The second G in ENGAGE bring us to Growth. For me this is about continual learning, being happy and comfortable to say… “I don’t know the answer to that” or “the next time I will do that even better”. Asking what have I learned? What will I do with what I have learned? How will what I learned make a difference in the future? Embracing every situation as an opportunity for growth and purposefully setting our intention to learn something new every day. This doesn’t have to be fast paced, we can reflect at the end of each day to qualify how will today’s learning help me fulfil my purpose? This is a great way of remaining focused upon expressing ourselves fully – in whatever way is authentic to us. In NLP we have a principle “All failure can be interpreted as feedback” by reframing those less than perfect experiences or times we might describe as “not our finest of hours”, we can make incremental positive shifts.

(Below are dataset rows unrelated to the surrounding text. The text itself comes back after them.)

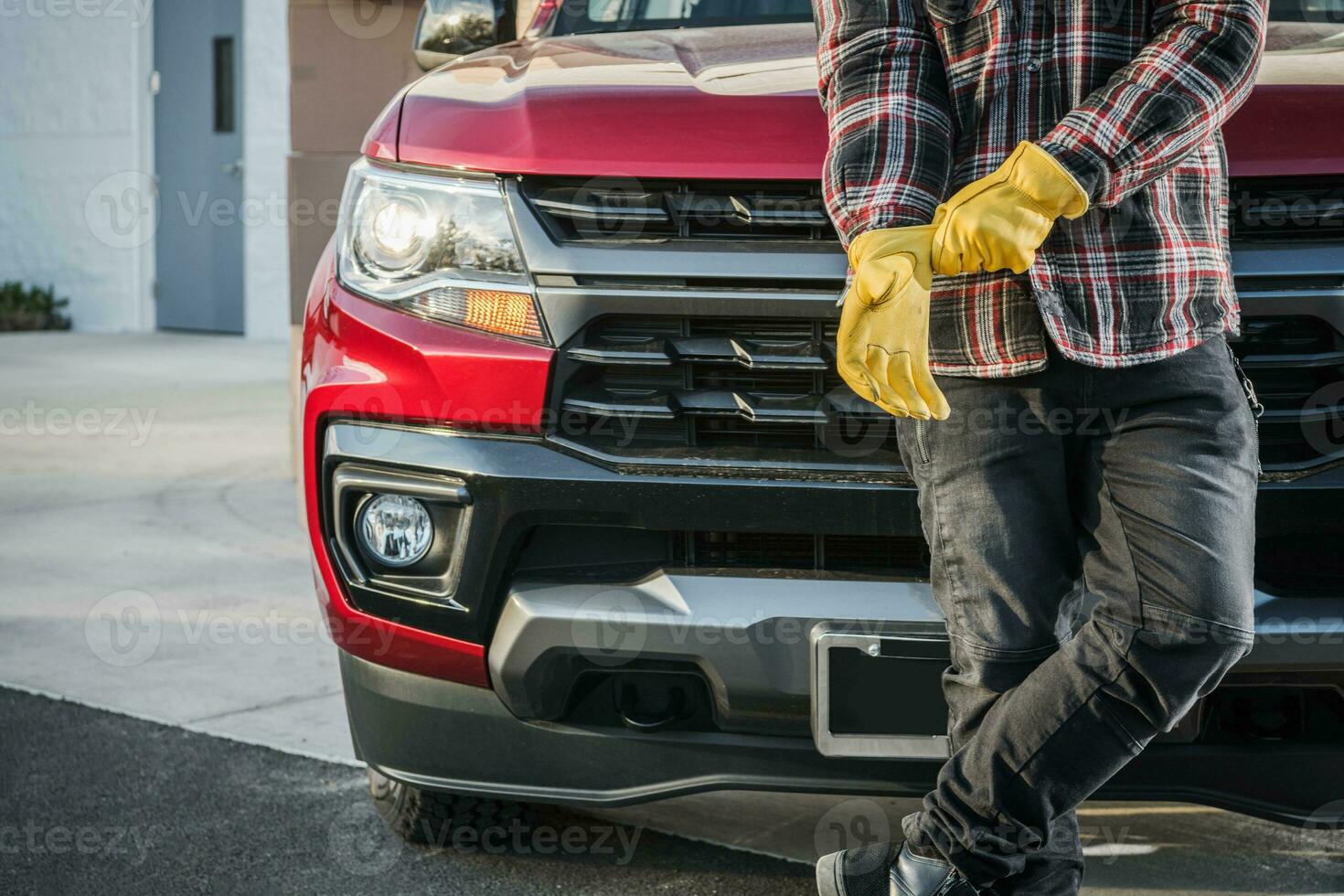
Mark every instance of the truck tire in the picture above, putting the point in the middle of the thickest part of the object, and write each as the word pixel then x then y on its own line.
pixel 436 818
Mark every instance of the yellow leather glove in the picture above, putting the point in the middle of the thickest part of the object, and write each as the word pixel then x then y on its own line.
pixel 998 222
pixel 882 348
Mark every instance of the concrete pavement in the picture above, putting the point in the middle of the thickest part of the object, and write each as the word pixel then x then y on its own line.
pixel 145 488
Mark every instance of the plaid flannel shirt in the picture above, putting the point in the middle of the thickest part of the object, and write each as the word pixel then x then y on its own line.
pixel 926 96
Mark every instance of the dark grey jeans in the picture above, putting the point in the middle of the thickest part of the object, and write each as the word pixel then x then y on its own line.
pixel 1131 492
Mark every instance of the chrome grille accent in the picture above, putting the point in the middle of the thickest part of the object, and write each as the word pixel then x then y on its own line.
pixel 758 389
pixel 578 209
pixel 1297 367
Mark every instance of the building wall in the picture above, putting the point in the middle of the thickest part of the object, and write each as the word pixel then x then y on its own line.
pixel 265 148
pixel 77 209
pixel 74 136
pixel 348 59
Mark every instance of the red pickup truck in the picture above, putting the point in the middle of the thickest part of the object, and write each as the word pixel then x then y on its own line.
pixel 594 520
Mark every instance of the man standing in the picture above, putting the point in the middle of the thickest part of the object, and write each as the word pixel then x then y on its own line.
pixel 1095 432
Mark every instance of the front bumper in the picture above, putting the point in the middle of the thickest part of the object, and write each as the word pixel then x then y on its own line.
pixel 743 633
pixel 456 738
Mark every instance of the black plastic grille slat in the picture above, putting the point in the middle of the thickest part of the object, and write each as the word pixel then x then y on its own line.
pixel 611 209
pixel 1297 367
pixel 738 389
pixel 614 209
pixel 709 406
pixel 1283 209
pixel 863 554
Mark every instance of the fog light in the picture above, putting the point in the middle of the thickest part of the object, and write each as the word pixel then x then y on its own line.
pixel 397 531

And finally, the second E in ENGAGE for me relates to Everything in Moderation. Balancing action with reflection, by demonstrating tenacity and drive yet also taking time out to meditate and contemplate. Attending to both talking and listening to demonstrate respect for others and ourselves. Developing strength whilst also cultivating flexibility and adopting a healthy lifestyle with a reasonable work life balance. Experiencing the peaceful solitude that enables space and freedom to feel both connected and unique. Eating sensibly and exercising, yet also indulging in the occasional treat. Nurturing our minds and bodies (we each only have one of each!).
So these are my thoughts on ENGAGEMENT. I hope you have found this a useful read; feel free to share your thoughts.